En marzo del 2001, mientras yo era embajador en Santiago, se produjo el incidente de la llamada caseta que Chile decidió levantar en medio de nuestro territorio, arguyendo poseer la soberanía del triángulo terrestre. Los fundamentos esgrimidos implicaban la afirmación de que dos actas para evitar incidentes pesqueros –una de 1968 y la otra de 1969– habían modificado la línea limítrofe estipulada en el Tratado de 1929 y sus instrumentos demarcatorios, una posición a todas luces deleznable y contraria al derecho.
Desde esa data (y no después del fallo de La Haya), Chile no ha modificado su posición respecto al triángulo, aun cuando el incidente fuere superado aplicándose acuerdos de corte militar. Al emitirse el fallo de la corte, y pese a que su letra dice todo lo contrario, el entonces presidente Sebastián Piñera afirmó que este organismo confirmaba la soberanía chilena del triángulo.
La posición chilena sobre la línea paralela a partir del Hito 1, sostenida desde el 2001, no solo tenía una connotación terrestre, sino marítima.

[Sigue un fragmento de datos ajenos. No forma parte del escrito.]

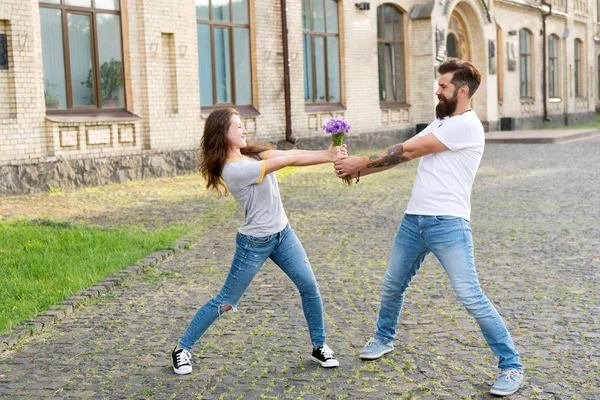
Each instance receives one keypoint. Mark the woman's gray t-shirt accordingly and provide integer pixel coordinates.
(257, 194)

Por ello, mi posición personal fue iniciar la solución pacífica de ambas cuestiones en dos tramos estratégicos. El primero acudiendo al arbitraje estadounidense amparados en el artículo 12 del Tratado de 1929, para solventar exclusivamente la discordia terrestre (antes de pasar a la discordia marítima).
Esto pues Chile desconocía la existencia del punto Concordia, el cual estaba llamado a constituirse en la soldadura del límite terrestre con el marítimo, y era previsible que un fallo de puro derecho bien pudiera confirmar no solo la existencia de este punto sino, además, su ubicación exacta a través de una demarcación cartográfica arbitral.
Por lo demás, el hecho de haber pactado con Chile el arbitraje en el Tratado de 1929 implicaba conceder al árbitro no solo la facultad decisoria exclusiva, sino excluyente, sobre cualquier cuestión interpretativa del tratado.
Por ello, en su fallo, la Corte Internacional de Justicia se inhibe de pronunciarse al respecto, cuando en el punto 175 dice: “La corte no está llamada a tomar posición acerca de la ubicación del punto Concordia, donde empieza la frontera terrestre entre las partes”, cita que desmiente totalmente la afirmación del ex presidente chileno, agregando el fallo: “La corte observa que podría ser posible que el mencionado punto no coincida con el punto de inicio del límite marítimo”, con lo cual el tema del triángulo lo deja intocado.
Con estas aclaraciones, cabe preguntarse si un arreglo de buena voluntad, como el que ha mencionado el ex presidente García, por ejemplo, implicaría que Chile reconsidere y desista de su posición –algo que difícilmente podríamos esperar–. O, por otro lado, si el candidato de Alianza Popular estaría dispuesto a activar el arbitraje previsto en el artículo 12 del tratado.
Activar el arbitraje resulta una perspectiva, a todas luces, viable, pues requerir una aclaración a la corte sobre su fallo nos llevaría, posiblemente, a una nueva inhibición del organismo para pronunciarse sobre la ubicación del punto Concordia, algo que dejaría irresuelto nuevamente el reclamo chileno.